Unable to get his attention, the two cops played rock-paper-scissors to see which one would get on a lift and go up to question the man. That was the first safety lesson, by the way. The attractive female cop lost the bet because she ignored operational experience — the fact that her partner always picks rock.

The bigger issue, and our main point, is that the man was completely oblivious to a pair of armed officers screaming at him from below. He was a few stories up, facing an expansive brick wall and wearing earbuds as he rocked out to his favorite tunes. He had no clue that anything unusual was happening. Later, unaware that the detective was standing next to him on the lift, the worker jumped in surprise when she poked him in the back and he nearly fell from the scaffold.

It’s called situational awareness, or SA. The guy was unaware of anything going on around him. What if someone was trying to warn him of danger? Totally innocent in the plot of the show (the long-lost illegitimate son did it), he could easily find himself an unfortunate victim of a completely avoidable workplace accident.

There are many definitions of SA, many of them rather complex …

  • “The perception of elements in the environment within a volume of time and space, the comprehension of their meaning and the projection of their status in the near future.” (Endsley, 1995)
  • “A state achieved when information that is qualitatively and quantitatively determined by given configuration as suitable for assumed role is made available to stakeholder by engaging them in appropriate information exchange patterns.” (Sorathia, 2008)

And some quite simple …

  • “What you need to know not to be surprised.” (Jeannot, Kelly, & Thompson, 2003)
  • “Knowing what is going on so you can figure out what to do.” (Adam, 1983)

The Health and Safety Executive, the United Kingdom’s workplace safety body, explains it like this: “Often there is so much ‘going on’ in your working environment or you become so absorbed in your own thoughts that you fail to spot those things that could pose a serious threat to your health and safety.”

But SA goes beyond watching for changing conditions. If you are supposed to fix a leaking pump but there is no evidence of a leak, maybe you’re at the wrong pump. Is the person you’re working with today new to the job? You may have to slow down and do some coaching along the way. Have you or your team become complacent about quality or safety?
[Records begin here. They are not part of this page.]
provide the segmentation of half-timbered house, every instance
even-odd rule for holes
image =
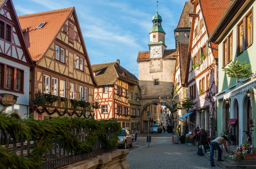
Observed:
[[[48,98],[45,105],[35,107],[34,118],[90,116],[97,84],[75,8],[18,18],[35,64],[30,72],[31,98],[41,91]]]
[[[213,49],[217,48],[218,46],[208,44],[207,40],[231,1],[190,1],[194,9],[189,14],[192,22],[186,78],[189,95],[194,97],[197,103],[194,107],[195,113],[189,115],[196,125],[191,126],[190,130],[198,126],[209,131],[216,118],[216,102],[213,97],[218,92],[218,53]]]
[[[0,109],[27,116],[33,63],[11,0],[0,1]]]
[[[114,119],[121,127],[130,127],[128,100],[135,95],[129,93],[129,87],[138,86],[138,79],[121,66],[119,60],[92,67],[99,85],[94,89],[94,100],[101,105],[95,110],[96,120]],[[136,110],[135,112],[136,116]]]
Maybe it’s time to brush up your human performance tools.

In its SA training, the Coast Guard points out that 40 percent of navigational accidents are due to the loss of situational awareness. Its tactics for preventing it:

  • Be alert for deviations from standard procedures.
  • Watch for changes in the performance of other team members.
  • Be proactive; provide information in advance.
  • Identify problems in a timely manner.
  • Show you are aware of what’s going on around you.
  • Communicate effectively.
  • Keep abreast of the mission status.
  • Continually assess and reassess the situation.
  • Ensure that all expectations are shared for complete awareness by the whole team.

Situational awareness. It really comes down to paying attention to what you’re doing.